Liman çalışmıyor, Port Sudan'dan ülkeye dağılması gereken ihtiyaç maddeleri limandaki gemilerde bekliyordu. Sıkıntılar bu raddeye gelince geçen hafta halk yığınlar halinde ilk defa meydanlara indi. Hamduk hükümetini her bir vilayette yüz binlerce insan protesto etti. Hartum'daki gösteride bir milyondan fazla insan vardı. Milyonlar, Hamduk hükümetini istifaya çağırdı. Bu arada Hamduk, ekmek bulamayan halka ekmek bulma derdine düşeceğine Batılı dostlarını da yanına alarak Geçici Konsey'in Başkanı General Burhan'ın çekilmesini, bütün kurumların yönetimini kendisine bırakmasını istiyordu.

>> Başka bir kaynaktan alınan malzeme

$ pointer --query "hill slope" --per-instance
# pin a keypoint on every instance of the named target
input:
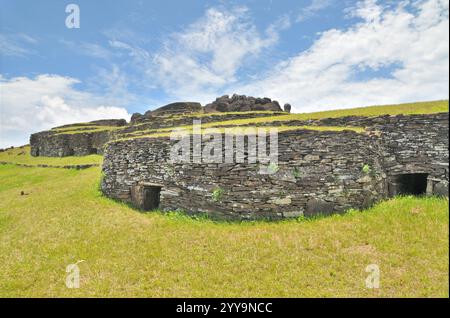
(63, 219)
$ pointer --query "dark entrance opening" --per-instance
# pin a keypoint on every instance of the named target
(151, 197)
(409, 184)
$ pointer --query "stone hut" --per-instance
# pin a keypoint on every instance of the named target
(318, 172)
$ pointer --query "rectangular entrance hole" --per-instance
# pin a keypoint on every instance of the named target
(411, 184)
(151, 197)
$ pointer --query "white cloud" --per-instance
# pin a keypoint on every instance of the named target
(28, 105)
(17, 45)
(312, 9)
(326, 75)
(88, 49)
(208, 53)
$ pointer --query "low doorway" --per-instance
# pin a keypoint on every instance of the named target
(409, 184)
(146, 197)
(151, 197)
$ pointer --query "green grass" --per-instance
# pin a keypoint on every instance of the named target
(79, 129)
(405, 109)
(22, 155)
(211, 129)
(64, 219)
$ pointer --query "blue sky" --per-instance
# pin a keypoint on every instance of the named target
(131, 56)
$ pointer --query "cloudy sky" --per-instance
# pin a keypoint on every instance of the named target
(130, 56)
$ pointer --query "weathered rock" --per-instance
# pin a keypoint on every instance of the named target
(241, 103)
(287, 108)
(318, 171)
(175, 109)
(441, 189)
(318, 207)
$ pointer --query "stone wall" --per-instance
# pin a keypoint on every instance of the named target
(49, 144)
(317, 172)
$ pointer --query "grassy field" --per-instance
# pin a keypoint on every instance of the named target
(22, 155)
(63, 218)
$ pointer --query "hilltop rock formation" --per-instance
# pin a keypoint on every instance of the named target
(241, 103)
(287, 108)
(178, 108)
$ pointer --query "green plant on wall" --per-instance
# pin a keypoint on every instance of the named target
(272, 168)
(297, 174)
(217, 194)
(366, 169)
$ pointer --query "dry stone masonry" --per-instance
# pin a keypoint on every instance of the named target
(318, 172)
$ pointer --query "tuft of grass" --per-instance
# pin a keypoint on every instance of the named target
(63, 218)
(21, 155)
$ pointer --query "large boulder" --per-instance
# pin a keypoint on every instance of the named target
(242, 103)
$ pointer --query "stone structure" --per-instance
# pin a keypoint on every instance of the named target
(242, 103)
(179, 108)
(86, 140)
(56, 143)
(318, 172)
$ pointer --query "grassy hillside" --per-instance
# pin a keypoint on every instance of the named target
(64, 219)
(22, 155)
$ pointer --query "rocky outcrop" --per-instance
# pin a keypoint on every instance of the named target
(318, 172)
(287, 108)
(178, 108)
(242, 103)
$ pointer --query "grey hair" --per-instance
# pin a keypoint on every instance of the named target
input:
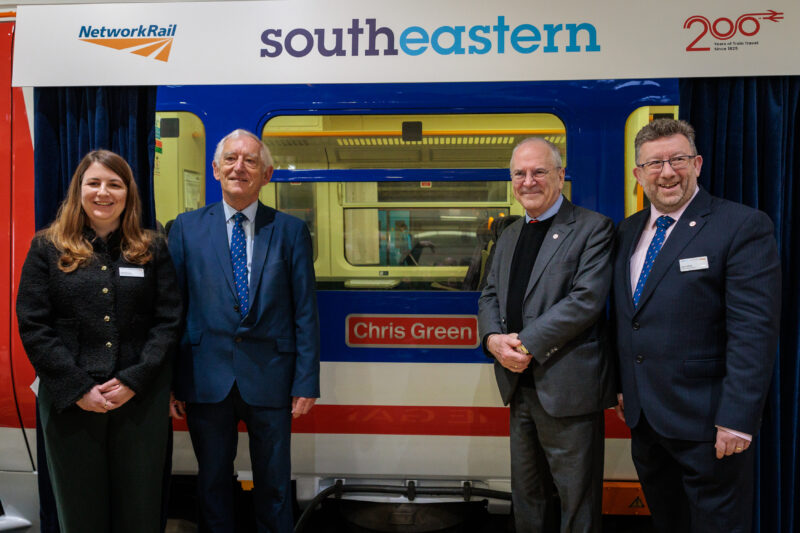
(264, 154)
(664, 127)
(553, 149)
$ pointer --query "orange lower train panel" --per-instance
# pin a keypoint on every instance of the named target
(624, 498)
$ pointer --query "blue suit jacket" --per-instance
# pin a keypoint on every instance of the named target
(699, 349)
(273, 353)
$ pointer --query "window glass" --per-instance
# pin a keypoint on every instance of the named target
(298, 199)
(402, 232)
(417, 237)
(404, 141)
(179, 176)
(428, 191)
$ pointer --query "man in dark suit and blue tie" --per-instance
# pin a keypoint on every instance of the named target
(540, 320)
(696, 304)
(250, 349)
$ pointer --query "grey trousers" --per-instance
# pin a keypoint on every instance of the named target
(549, 455)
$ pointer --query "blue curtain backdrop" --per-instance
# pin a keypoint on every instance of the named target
(68, 123)
(748, 132)
(71, 121)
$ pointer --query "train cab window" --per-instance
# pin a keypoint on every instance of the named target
(179, 181)
(401, 201)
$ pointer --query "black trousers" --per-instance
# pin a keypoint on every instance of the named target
(107, 469)
(549, 454)
(688, 489)
(213, 428)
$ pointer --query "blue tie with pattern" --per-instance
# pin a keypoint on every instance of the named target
(662, 223)
(239, 261)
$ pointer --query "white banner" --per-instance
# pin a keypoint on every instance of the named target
(357, 41)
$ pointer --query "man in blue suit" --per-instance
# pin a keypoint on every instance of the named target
(250, 349)
(696, 305)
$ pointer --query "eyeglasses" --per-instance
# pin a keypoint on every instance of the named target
(539, 173)
(679, 162)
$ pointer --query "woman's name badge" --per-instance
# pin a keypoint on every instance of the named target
(694, 263)
(131, 272)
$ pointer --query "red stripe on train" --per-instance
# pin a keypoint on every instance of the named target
(417, 420)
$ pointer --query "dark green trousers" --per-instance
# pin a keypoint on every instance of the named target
(107, 469)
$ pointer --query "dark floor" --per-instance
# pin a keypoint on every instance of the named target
(351, 517)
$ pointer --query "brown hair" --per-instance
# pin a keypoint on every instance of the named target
(664, 127)
(66, 232)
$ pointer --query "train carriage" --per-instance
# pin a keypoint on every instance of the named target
(400, 185)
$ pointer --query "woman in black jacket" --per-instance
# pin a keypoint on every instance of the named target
(99, 315)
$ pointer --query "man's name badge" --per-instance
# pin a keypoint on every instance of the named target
(694, 263)
(131, 272)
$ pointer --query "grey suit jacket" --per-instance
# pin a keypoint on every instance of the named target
(563, 310)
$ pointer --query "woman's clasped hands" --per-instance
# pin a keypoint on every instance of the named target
(106, 397)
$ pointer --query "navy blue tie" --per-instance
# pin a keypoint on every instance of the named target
(662, 223)
(239, 262)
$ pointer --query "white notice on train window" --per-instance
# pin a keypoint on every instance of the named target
(131, 272)
(694, 263)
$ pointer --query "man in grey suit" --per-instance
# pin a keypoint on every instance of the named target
(540, 319)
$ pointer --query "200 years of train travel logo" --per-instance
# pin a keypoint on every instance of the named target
(726, 34)
(144, 40)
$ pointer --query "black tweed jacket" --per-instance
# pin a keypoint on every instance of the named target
(107, 319)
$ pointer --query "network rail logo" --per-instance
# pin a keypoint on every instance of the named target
(369, 38)
(150, 40)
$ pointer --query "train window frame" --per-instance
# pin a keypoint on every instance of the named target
(333, 265)
(179, 167)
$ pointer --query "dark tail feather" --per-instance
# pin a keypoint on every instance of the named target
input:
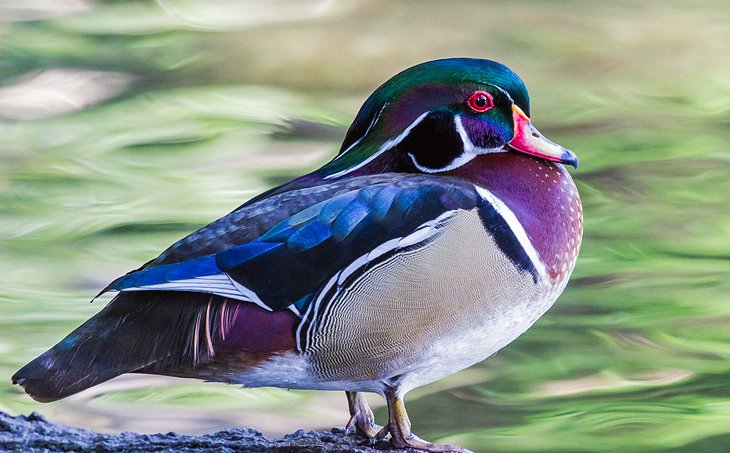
(146, 329)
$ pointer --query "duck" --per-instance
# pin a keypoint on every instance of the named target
(444, 227)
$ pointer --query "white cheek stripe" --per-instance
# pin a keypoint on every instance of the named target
(516, 227)
(470, 151)
(383, 148)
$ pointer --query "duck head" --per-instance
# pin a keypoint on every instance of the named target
(439, 115)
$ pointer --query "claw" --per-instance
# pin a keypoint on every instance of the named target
(399, 427)
(362, 419)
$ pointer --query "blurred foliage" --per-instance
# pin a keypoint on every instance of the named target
(125, 125)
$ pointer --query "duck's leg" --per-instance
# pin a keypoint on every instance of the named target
(399, 427)
(361, 416)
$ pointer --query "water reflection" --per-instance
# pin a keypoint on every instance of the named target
(125, 126)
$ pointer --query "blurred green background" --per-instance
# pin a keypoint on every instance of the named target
(126, 125)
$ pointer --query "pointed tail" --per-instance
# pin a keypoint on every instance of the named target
(151, 330)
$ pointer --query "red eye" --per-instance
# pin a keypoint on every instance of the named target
(480, 101)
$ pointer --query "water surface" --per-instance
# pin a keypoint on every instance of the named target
(126, 125)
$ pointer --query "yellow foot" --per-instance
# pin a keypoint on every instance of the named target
(415, 442)
(399, 428)
(362, 419)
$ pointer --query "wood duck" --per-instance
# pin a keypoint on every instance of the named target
(443, 229)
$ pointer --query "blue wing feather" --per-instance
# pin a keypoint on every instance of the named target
(293, 256)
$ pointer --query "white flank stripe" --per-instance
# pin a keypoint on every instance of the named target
(516, 227)
(422, 233)
(383, 148)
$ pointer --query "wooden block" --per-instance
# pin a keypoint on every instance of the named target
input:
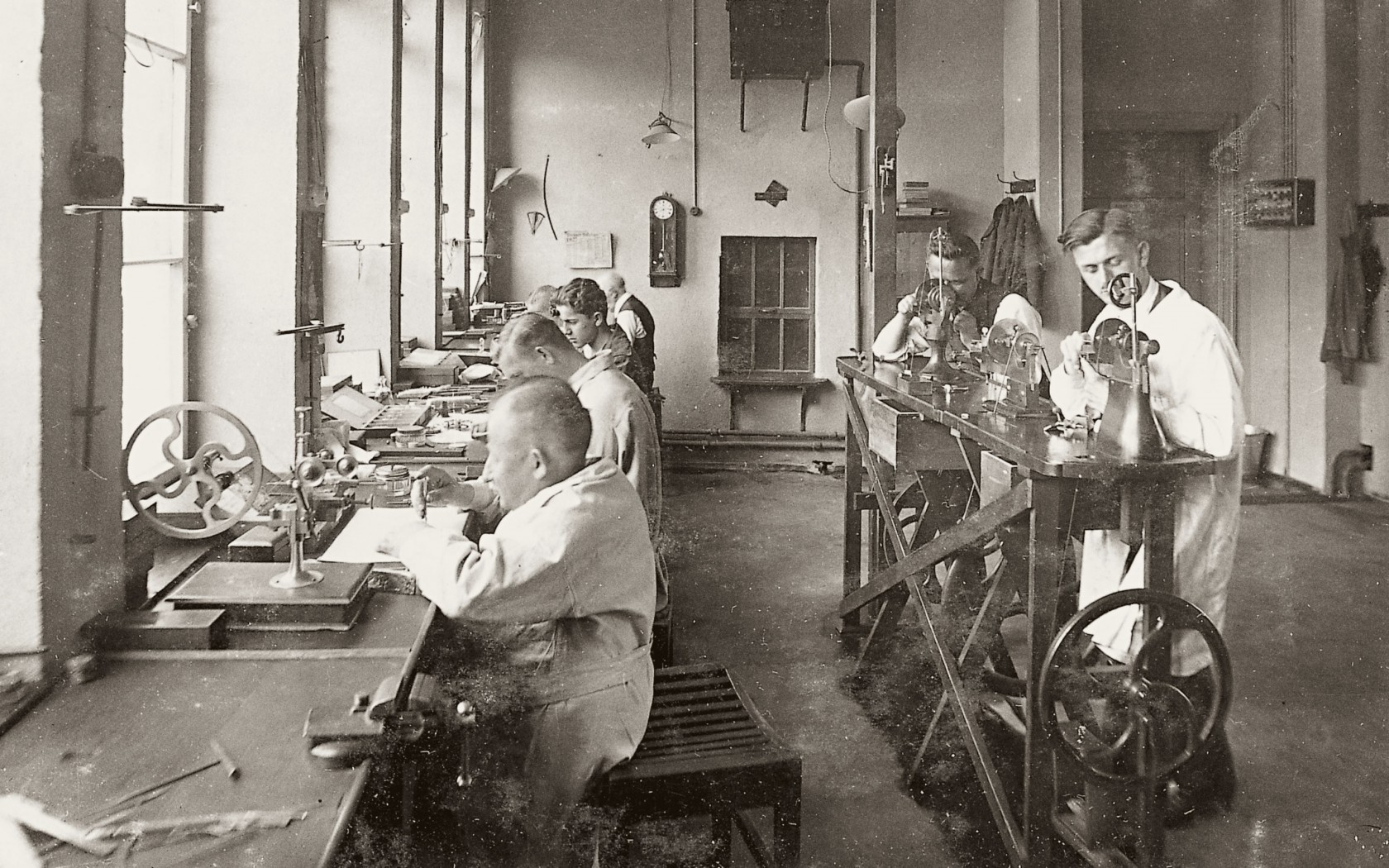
(246, 594)
(159, 631)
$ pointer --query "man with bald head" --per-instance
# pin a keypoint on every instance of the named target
(631, 314)
(567, 582)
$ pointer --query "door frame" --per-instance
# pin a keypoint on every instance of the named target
(1227, 196)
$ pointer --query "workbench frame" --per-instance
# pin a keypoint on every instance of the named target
(1062, 488)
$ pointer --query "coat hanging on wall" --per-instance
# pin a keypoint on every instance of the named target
(1013, 250)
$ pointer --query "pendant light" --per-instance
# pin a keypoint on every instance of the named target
(660, 131)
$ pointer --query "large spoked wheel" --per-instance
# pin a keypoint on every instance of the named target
(1137, 721)
(200, 471)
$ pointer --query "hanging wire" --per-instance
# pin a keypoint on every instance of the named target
(829, 89)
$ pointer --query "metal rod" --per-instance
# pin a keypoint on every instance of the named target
(398, 36)
(438, 156)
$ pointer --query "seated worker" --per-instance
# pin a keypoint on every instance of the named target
(584, 320)
(567, 582)
(628, 312)
(1195, 381)
(624, 427)
(953, 260)
(542, 302)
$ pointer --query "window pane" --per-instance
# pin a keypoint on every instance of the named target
(767, 345)
(767, 273)
(798, 274)
(735, 285)
(735, 345)
(798, 345)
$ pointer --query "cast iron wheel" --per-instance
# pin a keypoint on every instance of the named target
(1110, 704)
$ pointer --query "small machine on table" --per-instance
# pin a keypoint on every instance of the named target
(1099, 739)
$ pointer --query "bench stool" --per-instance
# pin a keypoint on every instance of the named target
(707, 751)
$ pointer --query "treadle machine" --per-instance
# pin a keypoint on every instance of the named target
(1099, 739)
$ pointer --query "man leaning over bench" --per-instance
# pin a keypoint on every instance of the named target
(567, 582)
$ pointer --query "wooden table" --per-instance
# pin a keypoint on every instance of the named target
(153, 714)
(1059, 486)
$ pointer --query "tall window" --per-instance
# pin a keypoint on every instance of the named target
(766, 304)
(155, 273)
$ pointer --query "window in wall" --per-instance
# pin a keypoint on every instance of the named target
(155, 273)
(766, 304)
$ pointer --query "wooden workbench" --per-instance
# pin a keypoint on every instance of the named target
(153, 714)
(1059, 488)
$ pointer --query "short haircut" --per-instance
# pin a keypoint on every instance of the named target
(950, 246)
(542, 300)
(584, 296)
(551, 416)
(529, 331)
(1092, 224)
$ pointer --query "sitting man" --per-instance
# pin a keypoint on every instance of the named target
(1195, 381)
(624, 428)
(952, 261)
(567, 582)
(632, 316)
(584, 320)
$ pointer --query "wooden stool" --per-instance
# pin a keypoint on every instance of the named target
(707, 751)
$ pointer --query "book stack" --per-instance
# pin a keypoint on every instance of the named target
(914, 199)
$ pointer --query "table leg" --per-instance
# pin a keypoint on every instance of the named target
(1052, 503)
(853, 520)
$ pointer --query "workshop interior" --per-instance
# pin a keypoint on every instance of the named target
(260, 255)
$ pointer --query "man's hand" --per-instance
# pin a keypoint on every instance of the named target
(1072, 347)
(446, 489)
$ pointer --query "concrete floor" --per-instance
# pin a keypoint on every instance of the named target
(756, 570)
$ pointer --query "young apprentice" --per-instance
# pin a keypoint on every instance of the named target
(628, 312)
(584, 318)
(953, 261)
(624, 427)
(1195, 382)
(567, 582)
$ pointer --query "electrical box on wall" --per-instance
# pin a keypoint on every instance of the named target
(778, 39)
(1288, 202)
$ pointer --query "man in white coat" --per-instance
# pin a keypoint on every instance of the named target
(1196, 398)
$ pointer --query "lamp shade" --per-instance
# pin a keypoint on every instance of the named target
(660, 132)
(859, 110)
(502, 177)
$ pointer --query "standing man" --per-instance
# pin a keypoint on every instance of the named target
(628, 312)
(624, 428)
(953, 261)
(567, 584)
(1195, 382)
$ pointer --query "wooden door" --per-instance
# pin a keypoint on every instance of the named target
(1166, 181)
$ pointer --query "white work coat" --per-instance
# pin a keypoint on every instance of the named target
(1196, 398)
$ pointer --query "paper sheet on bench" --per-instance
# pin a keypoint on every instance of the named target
(357, 542)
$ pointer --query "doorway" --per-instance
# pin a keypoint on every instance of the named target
(1166, 181)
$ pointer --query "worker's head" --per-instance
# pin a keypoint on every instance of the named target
(538, 434)
(542, 302)
(955, 261)
(1103, 242)
(582, 312)
(613, 286)
(532, 345)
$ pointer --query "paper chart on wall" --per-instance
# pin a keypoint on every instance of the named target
(588, 249)
(357, 542)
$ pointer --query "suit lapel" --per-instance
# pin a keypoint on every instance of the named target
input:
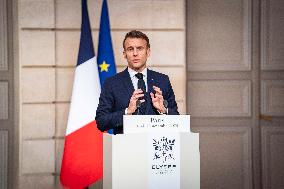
(126, 80)
(150, 83)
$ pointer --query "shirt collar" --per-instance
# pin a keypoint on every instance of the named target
(133, 72)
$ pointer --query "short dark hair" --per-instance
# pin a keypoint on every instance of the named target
(136, 34)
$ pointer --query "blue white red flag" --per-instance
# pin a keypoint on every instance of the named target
(82, 161)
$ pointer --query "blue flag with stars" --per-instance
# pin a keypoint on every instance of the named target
(105, 60)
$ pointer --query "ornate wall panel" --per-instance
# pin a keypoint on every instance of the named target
(272, 155)
(3, 37)
(272, 48)
(3, 159)
(4, 100)
(219, 98)
(272, 99)
(219, 35)
(225, 157)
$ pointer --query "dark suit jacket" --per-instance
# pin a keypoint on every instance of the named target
(116, 93)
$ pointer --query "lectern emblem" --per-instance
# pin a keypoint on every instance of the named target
(164, 149)
(164, 155)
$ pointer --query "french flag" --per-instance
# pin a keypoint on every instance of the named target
(82, 161)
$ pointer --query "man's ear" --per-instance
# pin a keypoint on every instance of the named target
(124, 55)
(148, 52)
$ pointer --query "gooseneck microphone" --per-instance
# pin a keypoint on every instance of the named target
(138, 105)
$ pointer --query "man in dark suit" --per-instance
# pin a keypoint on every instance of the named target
(136, 90)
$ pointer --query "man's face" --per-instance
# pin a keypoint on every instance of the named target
(136, 53)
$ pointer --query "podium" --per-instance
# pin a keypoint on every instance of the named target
(155, 151)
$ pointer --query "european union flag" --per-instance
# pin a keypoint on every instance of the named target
(105, 60)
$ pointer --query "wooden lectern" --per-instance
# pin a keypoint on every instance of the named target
(155, 151)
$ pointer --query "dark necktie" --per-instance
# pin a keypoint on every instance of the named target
(141, 85)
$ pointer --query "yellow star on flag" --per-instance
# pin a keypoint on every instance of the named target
(104, 66)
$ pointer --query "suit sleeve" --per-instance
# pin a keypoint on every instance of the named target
(170, 97)
(106, 117)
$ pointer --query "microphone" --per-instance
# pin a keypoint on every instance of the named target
(165, 103)
(138, 105)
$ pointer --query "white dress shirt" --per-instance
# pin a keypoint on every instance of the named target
(134, 79)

Zsa Zsa Gabor'un üvey oğlu, Osman Kavala'nın parasıyla ve gizli ortaklığıyla İletişim Yayınlarını kurup Ermenilerin soykırıma uğradı safsatasını içeren kitaplar yayımlayan, ABD emperyalizminin sözcülüğünü yapan solcu Murat Belge'nin Cumhurbaşkanı Erdoğan'ı, “Biden seçildi, artık dünyada hiçbir şey eskisi gibi olmayacak Tayyip Erdoğan da istediği gibi davranamayacak hatta iktidarda kalamayacak.” şeklinde Biden ile tehdit ettiği gibi Hamduk da ABD elçisini yanına alıp, General Burhan'a her şeyden çekilmesini yönetimin tamamen kendisine devredilmesini istemiş. Askeriyenin kontrolündeki İstihbarat teşkilatının da devredilmesini isteyince General Burhan, artık yol ayrımına geldiklerini anlamış.  ABD elçisi ve Hamduk gittikten sonra, “Kimsenin darbe yapmasına izin vermeyeceğiz. Hükümet ve Konsey görevinin başında!” açıklamasını yapmış. Aynı günün gecesinde yönetimde ve Konseydeki diğer tarafı tasfiye etmiştir.

Kısaca bu bilinen anlamıyla komple bir darbe değil. Hem de desteği olmayan bir darbe değil. Bu darbenin yapılmasını Sudan halkının en az yüzde 85’i istiyordu ve şimdi de darbe yapanları destekliyor. Yani bu, Sudan halkının kahir ekseriyetinin darbesi.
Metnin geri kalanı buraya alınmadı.